As a child I used to believe my life expectations would be easy to reach, first study, then get a job, then get married with a handsome young man, then have smart good looking children, then became a lovely, pampered grandmother and eventually, after many years, die. It sounds pretty easy isn't it? But I couldn't be more wrong. Maybe fifty years ago this was middle-class people's main plan, however, last decade life expectations have changed radically.
First, academic expectations. I almost always was happy at school, even when I'm a little bit shy I used to have good friends and I used to have good marks. All changed when I was forced to decide an education branch, in my case, I have to decide between arts and science. I had thought that it was going to be an easy decision but it wasn't.

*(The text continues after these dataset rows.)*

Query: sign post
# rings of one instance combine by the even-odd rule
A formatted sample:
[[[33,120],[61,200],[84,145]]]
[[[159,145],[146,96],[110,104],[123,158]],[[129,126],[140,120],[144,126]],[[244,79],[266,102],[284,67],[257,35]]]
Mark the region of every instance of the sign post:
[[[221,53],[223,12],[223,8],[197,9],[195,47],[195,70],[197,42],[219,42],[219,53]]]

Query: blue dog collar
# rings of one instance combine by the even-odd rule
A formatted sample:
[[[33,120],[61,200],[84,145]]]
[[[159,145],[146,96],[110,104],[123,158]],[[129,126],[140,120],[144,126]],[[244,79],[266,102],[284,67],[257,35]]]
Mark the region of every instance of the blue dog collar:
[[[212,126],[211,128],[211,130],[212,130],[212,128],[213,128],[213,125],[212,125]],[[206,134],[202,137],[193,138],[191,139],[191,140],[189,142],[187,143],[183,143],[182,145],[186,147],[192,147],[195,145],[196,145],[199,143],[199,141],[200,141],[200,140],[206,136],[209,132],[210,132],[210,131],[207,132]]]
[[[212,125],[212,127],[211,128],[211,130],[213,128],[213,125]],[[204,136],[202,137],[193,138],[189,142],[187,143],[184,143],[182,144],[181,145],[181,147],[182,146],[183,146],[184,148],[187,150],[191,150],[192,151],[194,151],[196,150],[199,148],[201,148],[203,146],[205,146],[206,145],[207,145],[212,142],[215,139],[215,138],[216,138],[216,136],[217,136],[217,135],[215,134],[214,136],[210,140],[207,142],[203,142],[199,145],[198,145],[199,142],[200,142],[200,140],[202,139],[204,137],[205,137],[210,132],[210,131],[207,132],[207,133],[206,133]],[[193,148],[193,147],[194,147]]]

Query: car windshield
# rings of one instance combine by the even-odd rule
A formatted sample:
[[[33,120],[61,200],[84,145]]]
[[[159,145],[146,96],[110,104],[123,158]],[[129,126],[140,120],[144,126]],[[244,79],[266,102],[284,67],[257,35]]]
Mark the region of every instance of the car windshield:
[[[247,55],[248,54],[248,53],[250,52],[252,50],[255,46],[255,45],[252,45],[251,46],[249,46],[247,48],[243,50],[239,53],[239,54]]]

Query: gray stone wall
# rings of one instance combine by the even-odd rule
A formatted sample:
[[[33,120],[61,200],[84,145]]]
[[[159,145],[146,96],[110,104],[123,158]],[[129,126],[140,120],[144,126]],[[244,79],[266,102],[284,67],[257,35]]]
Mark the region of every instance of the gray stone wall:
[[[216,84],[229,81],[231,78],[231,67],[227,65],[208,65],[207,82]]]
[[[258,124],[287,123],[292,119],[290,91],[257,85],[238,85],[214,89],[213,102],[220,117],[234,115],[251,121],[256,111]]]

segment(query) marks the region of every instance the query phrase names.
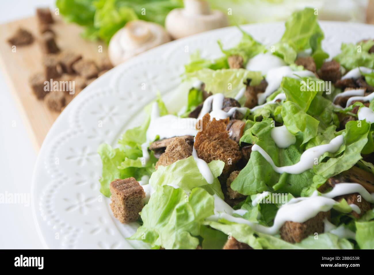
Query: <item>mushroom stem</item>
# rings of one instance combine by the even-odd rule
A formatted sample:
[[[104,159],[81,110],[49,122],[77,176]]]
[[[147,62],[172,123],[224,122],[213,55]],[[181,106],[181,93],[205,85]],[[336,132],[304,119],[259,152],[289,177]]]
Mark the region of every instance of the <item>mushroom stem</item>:
[[[210,14],[209,3],[203,0],[184,0],[184,12],[186,14]]]
[[[140,20],[129,22],[126,27],[126,32],[129,37],[137,44],[144,43],[151,37],[149,27]]]

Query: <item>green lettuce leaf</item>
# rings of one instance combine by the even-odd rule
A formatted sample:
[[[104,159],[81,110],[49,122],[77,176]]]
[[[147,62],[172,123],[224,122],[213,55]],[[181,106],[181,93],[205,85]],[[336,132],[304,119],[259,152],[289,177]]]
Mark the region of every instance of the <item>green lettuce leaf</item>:
[[[239,90],[245,87],[245,83],[251,79],[251,85],[258,85],[262,80],[261,73],[244,69],[227,69],[214,70],[204,68],[187,74],[197,78],[205,85],[205,89],[213,94],[222,93],[227,97],[234,98]]]
[[[214,213],[214,199],[195,188],[187,196],[181,188],[157,189],[144,207],[143,225],[129,238],[166,249],[195,249],[204,219]]]
[[[369,40],[357,44],[341,44],[341,52],[334,58],[340,65],[348,70],[362,66],[374,68],[374,54],[369,50],[374,46],[374,41]]]
[[[195,187],[207,185],[207,191],[210,191],[212,195],[217,193],[223,198],[223,194],[217,178],[222,172],[225,163],[221,161],[212,161],[208,164],[208,166],[216,181],[212,184],[209,184],[203,177],[192,156],[167,166],[159,166],[152,174],[149,183],[155,190],[160,186],[172,184],[188,192]]]
[[[361,249],[374,249],[374,221],[356,222],[356,240]]]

I finished my university studies and according to my childhood plan I had to got a job. As a child I never had heard about master degrees, therefore, this was another unnoticed, important decision: get a job versus continue studying. I was trying to follow some nostalgic old dreams, thus, I decided continue studying.
I hadn't got a job, thus, everything could happen. I was understanding the cosmos mystical message of not more expectations when I met my actual boyfriend. By the way, as a teenager I was promised to the "four winds" I would never get married nor have children and not cooking for somebody else, I was kind of a "grinch" teenager. However, when I met my boyfriend everything changed. I haven't married yet, and maybe we won't never do it, but still we have many future plans, I have thought seriously having children and of course I love to cook for him.
I'm not sure what to expect about future, I just hope not to die so soon. I got a job two years ago but I didn't like it and I started to follow other sort of old dreams. For sure there are many mistakes still waiting for me and with a little lucky some hits too. Although, there is only one truth about it, no one except me can take the next decision.